VC++ Whidbey Beta1 Ships!


Finally!  VC++ 2005 Beta1 has dropped, and we had a little party last Friday to celebrate.  It was nothing fancy, and I spent most of my time playing bridge in a corner.  The full beta is only available to MSDN Subscribers now, and selected partners, but there’s still a way for everyone to play around with Whidbey: the Express SKUs!


What is Express? It’s a way for everyone – students, hobbyists, and nay-sayers, to give the Visual Studio product line a go.  In fact, VC++ 2005 Express Beta1 is out there, just waiting for you to go download it.  In fact, start the download (you’ll have to cough up a valid email address), and then come back here to read more about it.  I’ll wait.


Welcome back.  The Express lineup, in my opinion, is freakin’ cool.  It gives everyone an opportunity to see what’s great about our product.  We’ve got a rock-solid optimizing compiler, and a brand-spanking new C++/CLI syntax (that I know you’re dying to try out).  You also get the best of our IDE, including live code browsing, Intellisense, debugging, and the updated Class Viewer.


You could win an Xbox and Halo 2.  Got your attention yet?  Head over to Channel 9’s Summer of Express contest for all the details.


We want bugs.  We want your bugs.  Grab all your code, run it against our Beta, and give us all the bugs you find.  We’ve released a new product feedback center, where you can file bugs that go right into our bug database.  One click, your computer to our doorstep.  You can even keep us responsible by tracking the progress of your bug, and bugs filed by other customers.


What’s new?  I’ll probably elaborate on this more, and I might find the energy to work up a few samples.  I suggest you try out the new Whidbey language, our generics support, and the new Secure CRT, to name a few of our advancements.  Don’t try out DF (deterministic finalization), though.  Despite what the website may say, DF is not in beta1.

Comments (3)

  1. Jon says:

    I downloaded Visual C++ Express Edition, I am having trouble running Win32 console programs.
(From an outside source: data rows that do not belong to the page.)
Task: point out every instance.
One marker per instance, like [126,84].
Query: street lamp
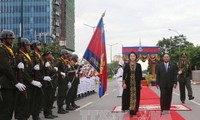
[93,27]
[174,31]
[178,37]
[111,50]
[27,31]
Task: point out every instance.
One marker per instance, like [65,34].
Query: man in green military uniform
[37,75]
[48,88]
[63,68]
[184,77]
[8,79]
[73,76]
[24,68]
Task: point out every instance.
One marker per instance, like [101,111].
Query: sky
[129,21]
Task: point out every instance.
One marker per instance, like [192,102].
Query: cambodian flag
[95,54]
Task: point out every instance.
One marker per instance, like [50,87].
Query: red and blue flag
[95,54]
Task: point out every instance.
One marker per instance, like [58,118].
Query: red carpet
[149,97]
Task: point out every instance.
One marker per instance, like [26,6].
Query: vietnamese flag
[95,54]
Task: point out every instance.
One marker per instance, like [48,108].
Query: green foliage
[177,45]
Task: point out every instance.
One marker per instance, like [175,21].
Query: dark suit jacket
[166,78]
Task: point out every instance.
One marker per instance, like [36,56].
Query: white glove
[62,73]
[114,77]
[36,83]
[37,67]
[20,65]
[47,64]
[47,78]
[69,85]
[180,72]
[20,86]
[56,68]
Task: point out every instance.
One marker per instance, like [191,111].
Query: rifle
[23,94]
[1,98]
[36,72]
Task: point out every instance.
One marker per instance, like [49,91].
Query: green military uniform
[62,84]
[184,77]
[37,75]
[48,88]
[7,81]
[22,107]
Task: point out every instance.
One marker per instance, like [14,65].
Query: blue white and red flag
[95,54]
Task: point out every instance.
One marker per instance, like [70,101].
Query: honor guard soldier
[49,74]
[118,76]
[8,79]
[62,66]
[36,92]
[184,77]
[24,70]
[73,76]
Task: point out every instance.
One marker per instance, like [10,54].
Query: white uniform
[118,77]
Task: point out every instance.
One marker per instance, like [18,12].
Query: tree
[177,45]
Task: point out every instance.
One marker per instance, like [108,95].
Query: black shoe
[70,108]
[191,97]
[36,118]
[53,107]
[55,116]
[75,106]
[49,116]
[62,111]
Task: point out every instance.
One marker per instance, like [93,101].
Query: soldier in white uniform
[118,77]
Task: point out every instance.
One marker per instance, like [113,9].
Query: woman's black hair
[132,53]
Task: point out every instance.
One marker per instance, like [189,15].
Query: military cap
[74,57]
[25,41]
[5,34]
[64,51]
[183,55]
[34,43]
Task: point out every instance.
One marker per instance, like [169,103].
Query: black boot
[69,107]
[191,97]
[62,111]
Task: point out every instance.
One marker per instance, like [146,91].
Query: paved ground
[95,108]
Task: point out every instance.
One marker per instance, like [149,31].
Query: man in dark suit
[166,79]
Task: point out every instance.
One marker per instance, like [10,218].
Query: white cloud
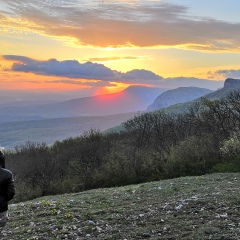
[145,24]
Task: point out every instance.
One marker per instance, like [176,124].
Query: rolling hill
[230,85]
[178,95]
[50,130]
[135,98]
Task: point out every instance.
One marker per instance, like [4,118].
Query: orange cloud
[120,25]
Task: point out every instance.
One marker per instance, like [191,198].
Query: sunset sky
[95,45]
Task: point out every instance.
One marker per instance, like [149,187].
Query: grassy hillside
[51,130]
[183,107]
[204,207]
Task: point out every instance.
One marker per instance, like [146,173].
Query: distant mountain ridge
[132,99]
[230,85]
[57,129]
[178,95]
[231,82]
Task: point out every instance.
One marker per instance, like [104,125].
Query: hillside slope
[51,130]
[134,98]
[178,95]
[198,208]
[230,85]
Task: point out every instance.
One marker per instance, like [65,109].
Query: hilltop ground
[203,207]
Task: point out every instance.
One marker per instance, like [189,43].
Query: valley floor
[198,208]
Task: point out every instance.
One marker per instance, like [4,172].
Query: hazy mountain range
[58,120]
[178,95]
[132,99]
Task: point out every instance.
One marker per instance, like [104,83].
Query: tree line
[153,146]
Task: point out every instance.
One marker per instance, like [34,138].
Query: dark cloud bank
[94,71]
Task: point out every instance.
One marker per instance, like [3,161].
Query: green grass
[203,207]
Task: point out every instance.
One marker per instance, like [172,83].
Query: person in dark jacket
[7,192]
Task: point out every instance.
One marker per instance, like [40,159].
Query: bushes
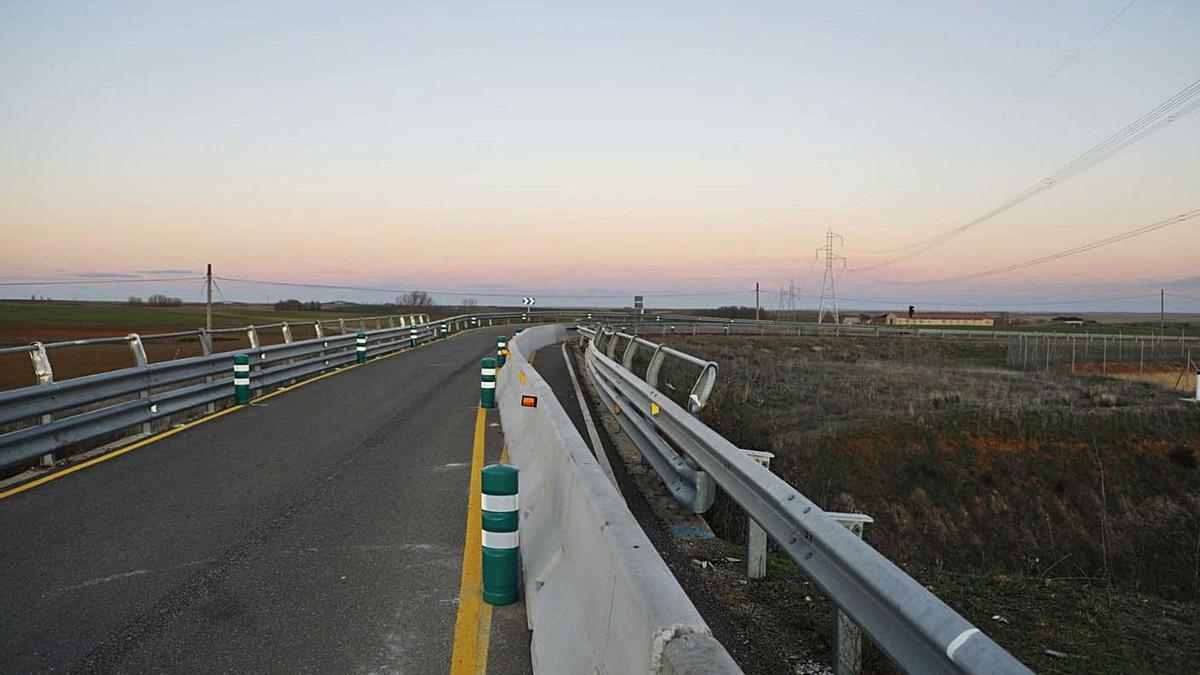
[979,470]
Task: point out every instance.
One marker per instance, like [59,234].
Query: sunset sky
[583,153]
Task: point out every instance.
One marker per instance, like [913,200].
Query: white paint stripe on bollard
[501,539]
[499,503]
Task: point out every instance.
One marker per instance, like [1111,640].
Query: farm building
[935,318]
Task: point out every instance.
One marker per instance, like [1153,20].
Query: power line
[89,281]
[1071,58]
[1165,113]
[1066,254]
[469,293]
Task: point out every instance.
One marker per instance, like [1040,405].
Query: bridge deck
[322,530]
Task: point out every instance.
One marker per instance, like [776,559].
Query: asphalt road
[321,531]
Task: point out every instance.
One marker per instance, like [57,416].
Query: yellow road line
[473,626]
[162,435]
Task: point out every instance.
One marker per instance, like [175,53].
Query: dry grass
[971,467]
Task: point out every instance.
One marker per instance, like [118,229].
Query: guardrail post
[847,635]
[756,537]
[207,350]
[45,375]
[501,536]
[205,341]
[241,380]
[139,359]
[652,371]
[487,383]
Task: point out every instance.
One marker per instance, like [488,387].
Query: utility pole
[828,293]
[208,304]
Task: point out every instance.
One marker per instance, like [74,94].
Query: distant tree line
[293,305]
[156,300]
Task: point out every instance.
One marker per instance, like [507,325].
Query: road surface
[318,531]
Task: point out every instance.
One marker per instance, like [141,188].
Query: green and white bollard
[487,383]
[502,566]
[241,380]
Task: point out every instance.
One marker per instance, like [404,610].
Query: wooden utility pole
[208,304]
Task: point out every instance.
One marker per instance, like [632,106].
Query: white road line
[597,446]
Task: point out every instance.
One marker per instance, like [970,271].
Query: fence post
[45,375]
[501,536]
[139,359]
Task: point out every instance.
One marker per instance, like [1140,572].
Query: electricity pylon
[828,293]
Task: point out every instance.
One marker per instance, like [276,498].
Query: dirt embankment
[973,469]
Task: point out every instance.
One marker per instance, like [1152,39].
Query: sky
[583,153]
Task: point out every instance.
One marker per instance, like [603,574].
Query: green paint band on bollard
[502,551]
[487,383]
[241,380]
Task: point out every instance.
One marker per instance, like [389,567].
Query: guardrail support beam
[45,375]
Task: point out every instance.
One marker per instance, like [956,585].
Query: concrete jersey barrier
[598,596]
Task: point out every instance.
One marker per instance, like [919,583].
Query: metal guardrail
[911,625]
[84,408]
[676,324]
[684,478]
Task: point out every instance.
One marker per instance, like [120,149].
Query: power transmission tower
[828,294]
[208,303]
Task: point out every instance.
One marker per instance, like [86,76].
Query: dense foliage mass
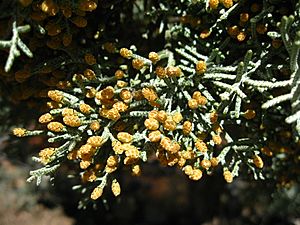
[201,85]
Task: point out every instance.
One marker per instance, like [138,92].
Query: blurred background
[160,196]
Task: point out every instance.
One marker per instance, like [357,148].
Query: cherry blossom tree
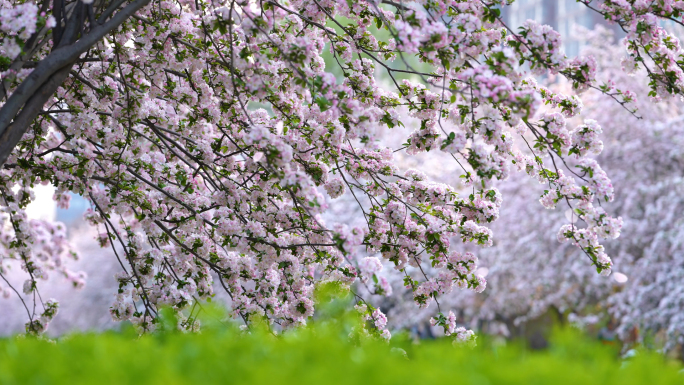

I created a Win32 console program and built it, if there were errors they would not show up in the Task List like in previous versions of Visual C++. Then when I went to run it there was no option to Run without Debugging, so I ran it with the debugger. The program popped up for a second then disappeared since there were no run-time errors and no breakpoints. I also downloaded Visual C# Express Edition and it has the option to Run without Debugging. If anyone could help me it would be appreciated.